DatasetGraph as a top-level object.
Recall from a few weeks ago, I described a bipartite graph (or Hypergraph), now called a DatasetGraph
, which describes how Dataset
objects are generated from other Dataset
objects. I originally named it a TransformerGraph
, because that’s how the directionality of the edges works out in the bipartite representation, but that turns out to be a little more confusing for the user. In the hypergraph, the Dataset
objects are the nodes, so DatasetGraph
it is.
One of the unintended consequences of introducing a DatasetGraph
class in Easydata is that it turns out to be the right place to do a lot of things. That’s why we ended up exposing it to the user, instead of just using it internally to the Dataset
.
Before we created the DatasetGraph
, we used to have a top-level functions add_transformer()

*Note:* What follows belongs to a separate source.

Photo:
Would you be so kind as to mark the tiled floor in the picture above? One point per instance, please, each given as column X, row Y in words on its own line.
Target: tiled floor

to add a dataset transformation to the global catalog. but it turns out a much more natural place to put it is in the DatasetGraph
class directly.
Sticking with the “edges are functions, nodes are datasets” hypergraph terminology, the API becomes something like this”
>>> dag = DatasetGraph()
>>> xp = create_transformer_pipeline([list, of, transformer, functions, or, partials, ...])
>>> dag.add_source(datasource_name="dsrc_name", datasource_opts={}, output_dataset="dset_name")
>>> dag.add_edge(input_dataset=None, input_datasets=(),
output_dataset=None, output_datasets=(),
transformer_pipeline=xp, **kwargs)
>>> dataset = dag.generate('node_name')
This gives us a clean separation between adding a source node to the graph, and adding an edge. Both technically add edges, but the idea of a “source edge” in this hypergraph just feels weird, so the details are hidden by this API. This is perhaps why describing the dependency graph as a bipartite graph is less troublesome. See my last post for more on that.